The Mineral Deficiency

  • Magnesium

  • MAGNESIUM is a mineral that is essential for the proper functioning of the human body. It plays a vital role in many bodily functions, including muscle and nerve function, protein synthesis, blood pressure regulation, and bone health. Deficiency in MAGNESIUM can result in a range of health problems, including muscle cramps, anxiety, and irregular heartbeats.

    The daily recommended intake of MAGNESIUM varies depending on age and gender.

    – For adult men, the recommended daily intake is 400-420 mg.
    – For adult women, the recommended daily intake is 310-320 mg.
    – Pregnant women need more MAGNESIUM, with a recommended daily intake of 350-360 mg.
    – Breastfeeding women also have an increased need for MAGNESIUM, with a recommended daily intake of 310-360 mg.

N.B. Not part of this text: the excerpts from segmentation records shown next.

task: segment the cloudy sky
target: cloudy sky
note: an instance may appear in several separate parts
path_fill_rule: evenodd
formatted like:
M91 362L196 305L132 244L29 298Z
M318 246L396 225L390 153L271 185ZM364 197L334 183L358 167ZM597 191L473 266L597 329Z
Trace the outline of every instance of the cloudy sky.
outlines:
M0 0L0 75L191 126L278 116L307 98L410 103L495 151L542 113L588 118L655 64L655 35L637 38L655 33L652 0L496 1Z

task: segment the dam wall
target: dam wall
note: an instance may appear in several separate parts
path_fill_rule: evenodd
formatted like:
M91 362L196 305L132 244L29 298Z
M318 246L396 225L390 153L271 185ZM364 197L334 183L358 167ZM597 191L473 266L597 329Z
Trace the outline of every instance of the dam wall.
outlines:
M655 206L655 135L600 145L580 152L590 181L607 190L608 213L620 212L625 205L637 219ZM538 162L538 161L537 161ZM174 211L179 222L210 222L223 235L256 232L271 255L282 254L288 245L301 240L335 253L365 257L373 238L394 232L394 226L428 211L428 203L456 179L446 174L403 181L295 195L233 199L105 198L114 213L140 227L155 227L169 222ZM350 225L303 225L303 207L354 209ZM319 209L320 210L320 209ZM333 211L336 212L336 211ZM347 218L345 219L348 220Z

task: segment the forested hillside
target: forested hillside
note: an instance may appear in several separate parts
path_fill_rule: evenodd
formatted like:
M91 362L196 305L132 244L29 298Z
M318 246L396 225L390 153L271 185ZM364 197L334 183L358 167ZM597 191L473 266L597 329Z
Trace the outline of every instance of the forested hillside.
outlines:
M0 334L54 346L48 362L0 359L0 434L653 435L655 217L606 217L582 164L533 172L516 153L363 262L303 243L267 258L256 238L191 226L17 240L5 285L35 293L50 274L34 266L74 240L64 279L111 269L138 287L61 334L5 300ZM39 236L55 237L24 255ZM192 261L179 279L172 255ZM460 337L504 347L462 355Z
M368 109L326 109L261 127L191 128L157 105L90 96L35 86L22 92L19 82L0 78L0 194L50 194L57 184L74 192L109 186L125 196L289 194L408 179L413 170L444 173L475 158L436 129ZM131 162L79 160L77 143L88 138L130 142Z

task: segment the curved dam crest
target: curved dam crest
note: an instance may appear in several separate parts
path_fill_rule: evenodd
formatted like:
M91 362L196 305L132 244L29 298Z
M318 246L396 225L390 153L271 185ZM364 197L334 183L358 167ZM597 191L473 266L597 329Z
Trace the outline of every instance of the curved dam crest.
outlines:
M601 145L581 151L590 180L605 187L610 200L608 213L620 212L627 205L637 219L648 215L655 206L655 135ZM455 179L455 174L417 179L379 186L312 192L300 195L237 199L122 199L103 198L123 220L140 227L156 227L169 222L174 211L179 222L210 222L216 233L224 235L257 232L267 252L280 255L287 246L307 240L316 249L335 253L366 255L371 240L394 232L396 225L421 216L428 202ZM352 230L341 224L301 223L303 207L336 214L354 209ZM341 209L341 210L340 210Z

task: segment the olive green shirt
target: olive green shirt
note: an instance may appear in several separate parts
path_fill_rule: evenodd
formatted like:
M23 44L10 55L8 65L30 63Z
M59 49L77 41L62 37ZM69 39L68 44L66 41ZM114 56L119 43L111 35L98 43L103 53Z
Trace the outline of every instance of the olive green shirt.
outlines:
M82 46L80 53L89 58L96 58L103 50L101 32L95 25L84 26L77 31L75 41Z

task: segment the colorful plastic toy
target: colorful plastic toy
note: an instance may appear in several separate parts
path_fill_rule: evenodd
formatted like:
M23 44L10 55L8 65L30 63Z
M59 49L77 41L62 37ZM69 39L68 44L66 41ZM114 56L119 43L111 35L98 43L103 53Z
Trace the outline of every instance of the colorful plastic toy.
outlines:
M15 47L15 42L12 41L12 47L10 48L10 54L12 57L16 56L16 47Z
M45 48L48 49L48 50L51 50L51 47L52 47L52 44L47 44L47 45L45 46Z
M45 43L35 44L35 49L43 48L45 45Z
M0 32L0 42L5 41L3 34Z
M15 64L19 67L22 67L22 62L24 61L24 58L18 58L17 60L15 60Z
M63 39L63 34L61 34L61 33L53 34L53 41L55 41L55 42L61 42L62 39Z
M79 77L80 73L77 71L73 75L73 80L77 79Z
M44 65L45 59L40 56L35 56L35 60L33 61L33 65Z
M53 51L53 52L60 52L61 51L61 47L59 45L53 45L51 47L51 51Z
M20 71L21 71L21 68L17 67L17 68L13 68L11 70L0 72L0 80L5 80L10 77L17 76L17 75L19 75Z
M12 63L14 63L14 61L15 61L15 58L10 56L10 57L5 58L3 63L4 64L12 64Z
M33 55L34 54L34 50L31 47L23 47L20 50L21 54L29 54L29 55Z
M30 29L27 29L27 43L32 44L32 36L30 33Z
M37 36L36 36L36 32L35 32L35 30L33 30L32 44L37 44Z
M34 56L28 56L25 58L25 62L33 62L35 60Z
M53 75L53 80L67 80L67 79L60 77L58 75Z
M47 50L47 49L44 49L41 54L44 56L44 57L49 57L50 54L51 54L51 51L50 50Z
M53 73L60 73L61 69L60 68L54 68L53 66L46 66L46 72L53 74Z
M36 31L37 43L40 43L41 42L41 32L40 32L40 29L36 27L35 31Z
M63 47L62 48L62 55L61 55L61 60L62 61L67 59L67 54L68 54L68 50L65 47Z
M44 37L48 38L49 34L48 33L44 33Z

    Children’s recommended daily intake of MAGNESIUM depends on their age:

    – 1-3 years: 80 mg
    – 4-8 years: 130 mg
    – 9-13 years: 240 mg
    – 14-18 years (boys): 410 mg
    – 14-18 years (girls): 360 mg

    NOTE: It’s important to note that these are general guidelines, and individual needs may vary based on specific health conditions or dietary factors.

  • Calcium

  • CALCIUM is an essential mineral for the development of healthy and strong bones and teeth. It plays a critical role in muscle contraction, nerve function, blood clotting, and cellular communication. Maintaining adequate levels of CALCIUM is important for overall health and can help prevent osteoporosis, a condition characterized by weak and brittle bones.

    – For adults between the ages of 19 and 50, the daily recommended intake of CALCIUM is around 1,000 mg.
    – For those over 50 years of age, the recommended daily intake increases to 1,200 mg.

    NOTE: Women who are pregnant or breastfeeding may require more CALCIUM, and should consult with their healthcare provider to determine their individual needs.

  • Zinc

  • ZINC is an important mineral that plays several vital roles in the body. It is involved in immune function, growth and development, wound healing, and DNA synthesis. It is also important for the senses of taste and smell, and for maintaining healthy skin, hair, and nails. ZINC deficiency can lead to a weakened immune system and delayed growth and development, while excessive intake can be toxic and cause gastrointestinal problems.

    The daily recommended intake of ZINC varies depending on age and gender. The following are the recommended daily intake of ZINC:

    – Infants aged 0-6 months: 2 mg
    – Infants aged 7-12 months: 3 mg
    – Children aged 1-3 years: 3 mg
    – Children aged 4-8 years: 5 mg
    – Children aged 9-13 years: 8 mg
    – Adolescents (boys aged 14-18 years): 11 mg
    – Adolescents (girls aged 14-18 years): 9 mg
    – Adults (men aged 19+ years): 11 mg
    – Adults (women aged 19+ years): 8 mg

    NOTE: Pregnant and breastfeeding women may need additional ZINC intake, and it is recommended to consult with a healthcare provider to determine the appropriate intake.